Data beschrijven
Data kun je beschrijven met behulp van tabellen, diagrammen of kentallen. Voordat je een keuze kunt maken uit de verschillende soorten daarvan, moet je weten met welke soort variabele je te maken hebt. De soort variabele is ook van belang bij het kiezen van de juiste techniek om je data te analyseren.
Soorten variabelen
Het eerste onderscheid is die tussen kwalitatieve en kwantitatieve variabelen.
Kwalitatieve variabelen
Dit zijn variabelen waarbij er een keuze is uit meerdere categorieën. Binnen kwalitatieve variabelen is er weer een onderscheid tussen nominale en ordinale variabelen.
Nominale variabelen
Dit zijn variabelen met categorieën zonder volgorde. Een voorbeeld is de variabele ‘geslacht’, waarbij de twee categorieën ‘man’ en ‘vrouw’ zijn. Er is geen volgorde in die categorieën: het maakt niet uit of je eerst man of vrouw noteert als keuzemogelijkheid. Hetzelfde geldt voor de variabele ‘oogkleur’, waarbij de categorieën bijvoorbeeld ‘blauw’, ‘groen’ en ‘bruin’ zijn. Ook daarbij maakt de volgorde niet uit.
Ordinale variabelen
Dit zijn variabelen met categorieën mét een volgorde. Een voorbeeld is de variabele ‘winkelen op zaterdag’ waarbij de enquêtevraag ‘Hoe vaak ga je op zaterdag winkelen?’ wordt gesteld. De antwoordmogelijkheden zijn bijvoorbeeld ‘nooit’, ‘soms’, ‘vaak’ en ‘altijd’, waar een specifieke volgorde in zit: van weinig naar veel.

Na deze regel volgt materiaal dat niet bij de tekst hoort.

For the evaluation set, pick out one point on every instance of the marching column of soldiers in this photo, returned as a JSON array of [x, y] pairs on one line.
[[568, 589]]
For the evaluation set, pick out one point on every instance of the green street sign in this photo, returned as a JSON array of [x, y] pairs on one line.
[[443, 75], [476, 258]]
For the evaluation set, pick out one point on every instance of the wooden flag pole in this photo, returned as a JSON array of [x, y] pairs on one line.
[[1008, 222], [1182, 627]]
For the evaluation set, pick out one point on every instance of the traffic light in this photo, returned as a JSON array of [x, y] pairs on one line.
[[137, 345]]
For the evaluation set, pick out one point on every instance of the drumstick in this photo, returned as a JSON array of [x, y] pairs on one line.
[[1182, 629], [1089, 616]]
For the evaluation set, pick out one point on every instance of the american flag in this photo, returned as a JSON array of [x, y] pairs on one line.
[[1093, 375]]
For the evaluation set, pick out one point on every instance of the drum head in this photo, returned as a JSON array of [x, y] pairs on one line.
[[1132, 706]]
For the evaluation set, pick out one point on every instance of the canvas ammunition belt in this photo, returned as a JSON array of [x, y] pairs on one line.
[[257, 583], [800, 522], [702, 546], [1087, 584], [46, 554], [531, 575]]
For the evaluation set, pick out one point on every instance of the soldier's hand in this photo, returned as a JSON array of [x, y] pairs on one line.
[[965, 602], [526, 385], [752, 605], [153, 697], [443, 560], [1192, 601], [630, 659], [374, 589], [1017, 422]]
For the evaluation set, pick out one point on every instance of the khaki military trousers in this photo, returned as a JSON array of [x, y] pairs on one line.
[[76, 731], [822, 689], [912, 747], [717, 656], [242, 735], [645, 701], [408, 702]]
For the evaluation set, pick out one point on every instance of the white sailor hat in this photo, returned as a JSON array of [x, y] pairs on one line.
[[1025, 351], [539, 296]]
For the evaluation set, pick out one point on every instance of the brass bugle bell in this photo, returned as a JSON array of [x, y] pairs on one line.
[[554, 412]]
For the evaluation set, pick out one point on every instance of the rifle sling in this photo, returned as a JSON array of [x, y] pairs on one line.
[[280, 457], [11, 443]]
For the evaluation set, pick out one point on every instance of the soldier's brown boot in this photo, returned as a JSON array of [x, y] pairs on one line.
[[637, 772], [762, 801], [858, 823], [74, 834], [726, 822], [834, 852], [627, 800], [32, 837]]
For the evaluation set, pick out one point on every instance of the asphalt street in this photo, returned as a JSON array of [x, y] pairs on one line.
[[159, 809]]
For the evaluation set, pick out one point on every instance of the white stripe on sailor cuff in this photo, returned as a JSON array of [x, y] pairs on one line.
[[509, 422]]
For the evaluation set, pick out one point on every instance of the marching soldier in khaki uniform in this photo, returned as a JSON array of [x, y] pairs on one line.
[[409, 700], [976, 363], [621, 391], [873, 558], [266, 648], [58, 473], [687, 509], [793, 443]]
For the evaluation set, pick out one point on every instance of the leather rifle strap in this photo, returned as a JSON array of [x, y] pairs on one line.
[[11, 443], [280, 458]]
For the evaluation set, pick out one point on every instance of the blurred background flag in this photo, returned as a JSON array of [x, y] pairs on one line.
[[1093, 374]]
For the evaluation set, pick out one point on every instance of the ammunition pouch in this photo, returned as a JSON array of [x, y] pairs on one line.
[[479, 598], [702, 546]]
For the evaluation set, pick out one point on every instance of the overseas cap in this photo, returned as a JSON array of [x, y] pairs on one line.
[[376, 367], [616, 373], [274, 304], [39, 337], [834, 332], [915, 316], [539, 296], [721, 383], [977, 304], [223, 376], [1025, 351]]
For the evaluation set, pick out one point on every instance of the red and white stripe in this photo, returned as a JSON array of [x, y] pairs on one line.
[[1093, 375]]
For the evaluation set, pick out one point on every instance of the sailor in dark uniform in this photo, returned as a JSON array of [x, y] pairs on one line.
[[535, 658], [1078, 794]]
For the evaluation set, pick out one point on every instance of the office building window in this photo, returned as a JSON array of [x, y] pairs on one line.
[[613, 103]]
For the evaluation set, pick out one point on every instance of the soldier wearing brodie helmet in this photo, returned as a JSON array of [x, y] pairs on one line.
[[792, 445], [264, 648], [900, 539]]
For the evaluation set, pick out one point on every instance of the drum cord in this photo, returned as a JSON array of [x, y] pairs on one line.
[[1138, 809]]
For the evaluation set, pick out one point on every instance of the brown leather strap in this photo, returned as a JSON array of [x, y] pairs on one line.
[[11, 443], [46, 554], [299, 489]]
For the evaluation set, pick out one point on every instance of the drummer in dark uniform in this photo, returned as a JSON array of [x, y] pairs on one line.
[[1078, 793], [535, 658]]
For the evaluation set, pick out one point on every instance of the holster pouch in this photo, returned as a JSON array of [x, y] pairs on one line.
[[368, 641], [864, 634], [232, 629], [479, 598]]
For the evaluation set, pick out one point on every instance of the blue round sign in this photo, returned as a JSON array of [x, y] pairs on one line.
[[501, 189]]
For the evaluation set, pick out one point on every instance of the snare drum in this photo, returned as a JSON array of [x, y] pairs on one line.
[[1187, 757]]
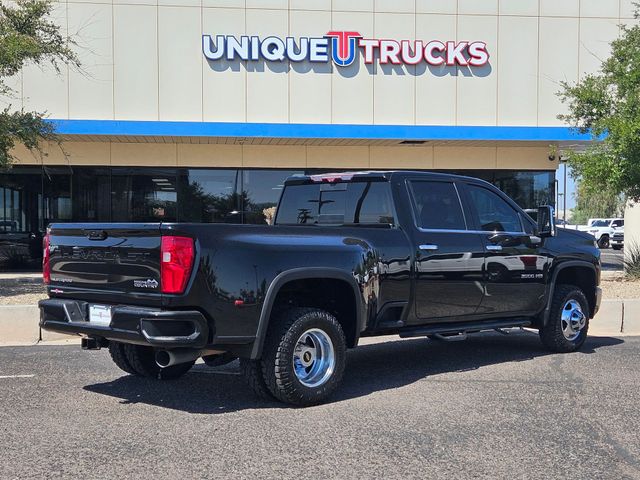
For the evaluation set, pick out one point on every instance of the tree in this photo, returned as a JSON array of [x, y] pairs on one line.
[[592, 203], [27, 35], [607, 103]]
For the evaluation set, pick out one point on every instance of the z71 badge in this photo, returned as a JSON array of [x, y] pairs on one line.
[[149, 283]]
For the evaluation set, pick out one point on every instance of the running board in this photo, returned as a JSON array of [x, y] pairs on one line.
[[441, 329]]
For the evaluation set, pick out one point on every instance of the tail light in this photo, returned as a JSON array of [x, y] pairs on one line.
[[46, 265], [176, 262]]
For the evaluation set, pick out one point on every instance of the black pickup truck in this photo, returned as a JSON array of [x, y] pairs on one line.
[[349, 255]]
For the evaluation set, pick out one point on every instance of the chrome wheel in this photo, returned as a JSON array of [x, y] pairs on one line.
[[572, 320], [314, 358]]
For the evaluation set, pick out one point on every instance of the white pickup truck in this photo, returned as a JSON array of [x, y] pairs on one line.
[[603, 229]]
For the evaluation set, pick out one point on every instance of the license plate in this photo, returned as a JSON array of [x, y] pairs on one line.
[[100, 315]]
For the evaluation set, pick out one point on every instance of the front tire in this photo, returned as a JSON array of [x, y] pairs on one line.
[[304, 357], [143, 361], [568, 322]]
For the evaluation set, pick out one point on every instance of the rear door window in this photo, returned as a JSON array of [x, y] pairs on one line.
[[370, 203], [299, 205], [437, 206]]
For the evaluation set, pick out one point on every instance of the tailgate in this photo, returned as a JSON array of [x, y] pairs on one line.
[[114, 258]]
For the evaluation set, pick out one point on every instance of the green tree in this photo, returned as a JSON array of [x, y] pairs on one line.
[[607, 103], [594, 203], [28, 36]]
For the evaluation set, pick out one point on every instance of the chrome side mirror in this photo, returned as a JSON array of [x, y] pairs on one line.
[[546, 221]]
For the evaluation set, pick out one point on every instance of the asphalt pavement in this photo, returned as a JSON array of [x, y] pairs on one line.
[[492, 407]]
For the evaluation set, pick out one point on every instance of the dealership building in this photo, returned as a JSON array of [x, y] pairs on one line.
[[197, 110]]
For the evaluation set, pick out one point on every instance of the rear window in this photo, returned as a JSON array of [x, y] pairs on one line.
[[360, 203]]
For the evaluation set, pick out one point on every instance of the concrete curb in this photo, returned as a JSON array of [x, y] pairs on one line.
[[19, 323]]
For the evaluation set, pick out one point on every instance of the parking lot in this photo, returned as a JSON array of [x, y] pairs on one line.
[[612, 259], [495, 406]]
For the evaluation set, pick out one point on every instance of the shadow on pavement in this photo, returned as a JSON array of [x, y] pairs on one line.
[[370, 368]]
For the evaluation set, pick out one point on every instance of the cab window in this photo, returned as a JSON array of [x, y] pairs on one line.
[[437, 206], [492, 212]]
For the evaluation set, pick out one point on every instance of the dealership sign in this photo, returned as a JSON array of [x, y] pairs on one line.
[[341, 47]]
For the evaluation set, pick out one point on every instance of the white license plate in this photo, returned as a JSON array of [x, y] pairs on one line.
[[100, 315]]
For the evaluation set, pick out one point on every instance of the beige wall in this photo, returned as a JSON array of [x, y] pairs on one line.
[[298, 156], [142, 60]]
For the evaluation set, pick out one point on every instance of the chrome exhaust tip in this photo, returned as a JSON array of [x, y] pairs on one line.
[[168, 358]]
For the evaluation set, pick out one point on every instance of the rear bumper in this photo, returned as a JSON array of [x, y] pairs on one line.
[[140, 325]]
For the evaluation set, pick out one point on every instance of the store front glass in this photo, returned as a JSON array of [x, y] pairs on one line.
[[33, 197]]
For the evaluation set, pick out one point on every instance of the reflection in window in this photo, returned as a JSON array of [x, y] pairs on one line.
[[493, 213], [370, 202], [437, 206], [331, 207], [57, 194], [91, 194], [210, 196], [143, 195], [299, 205], [261, 192]]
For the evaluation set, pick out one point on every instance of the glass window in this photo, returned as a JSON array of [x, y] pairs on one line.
[[261, 191], [91, 194], [209, 196], [527, 189], [332, 205], [143, 195], [57, 195], [437, 206], [299, 205], [493, 213], [370, 202]]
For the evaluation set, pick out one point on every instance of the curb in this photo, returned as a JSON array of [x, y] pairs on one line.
[[19, 324]]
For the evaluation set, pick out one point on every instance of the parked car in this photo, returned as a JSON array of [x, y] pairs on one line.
[[617, 240], [603, 230], [349, 256]]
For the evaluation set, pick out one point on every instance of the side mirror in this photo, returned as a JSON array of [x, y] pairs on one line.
[[546, 222]]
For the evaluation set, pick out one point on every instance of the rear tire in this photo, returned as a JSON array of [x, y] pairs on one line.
[[119, 357], [304, 356], [142, 360], [568, 322]]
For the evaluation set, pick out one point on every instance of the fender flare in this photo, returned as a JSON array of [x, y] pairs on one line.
[[554, 276], [302, 274]]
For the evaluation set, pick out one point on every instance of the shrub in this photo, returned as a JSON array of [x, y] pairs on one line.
[[632, 260]]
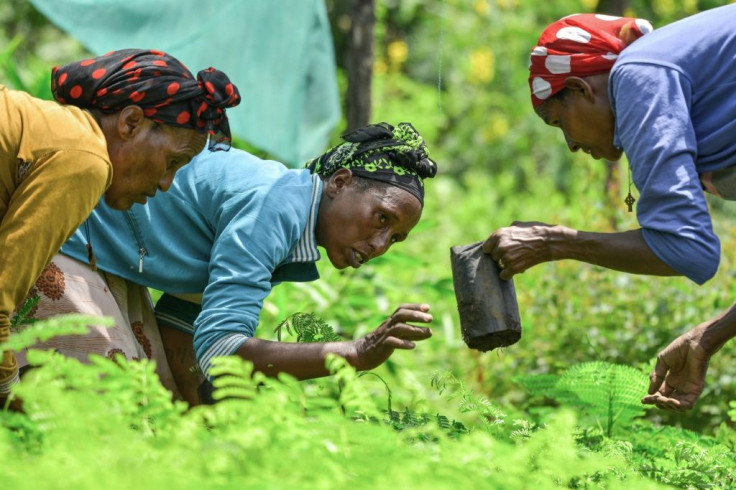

Een ander voorbeeld is de variabele ‘aantal sterren’ waarbij de enquêtevraag ‘Hoeveel sterren moet een hotel voor jou minimaal hebben?’ wordt gesteld. De antwoordmogelijkheden zijn dan 1, 2, 3, 4 of 5 sterren, en daar zit ook een volgorde in: van basic naar luxe.
Kwantitatieve variabelen
Dit zijn variabelen waarbij een respondent een getal of hoeveelheid aangeeft. Binnen kwantitatieve variabelen is er een onderscheid tussen discrete en continue variabelen.
Discrete variabelen
Dit zijn losse getallen op een getallenlijn, waarbij de tussenliggende geen optie zijn. Je kunt je hierbij een digitale weegschaal voorstellen die het lichaamsgewicht aangeeft met één cijfer achter de komma. Je kunt dan 62,4 kg of 62,5 kg wegen, maar een tussenliggende waarde zoals 62,43 geeft de weegschaal niet aan.
Continue variabelen
Dit zijn getallen op een getallenlijn waarbij alle tussenliggende waarden mogelijk zijn. Je kunt je hierbij een analoge weegschaal voorstellen die het lichaamsgewicht aangeeft met een wijzer. Op zo’n weegschaal kan de wijzer elk mogelijk gewicht aanwijzen (maar is het weer niet zo precies af te lezen).
Het verschil tussen discreet en continu moet je kennen, maar heb je niet nodig om een keuze te maken tussen verschillende tabellen/diagrammen of analysetechnieken.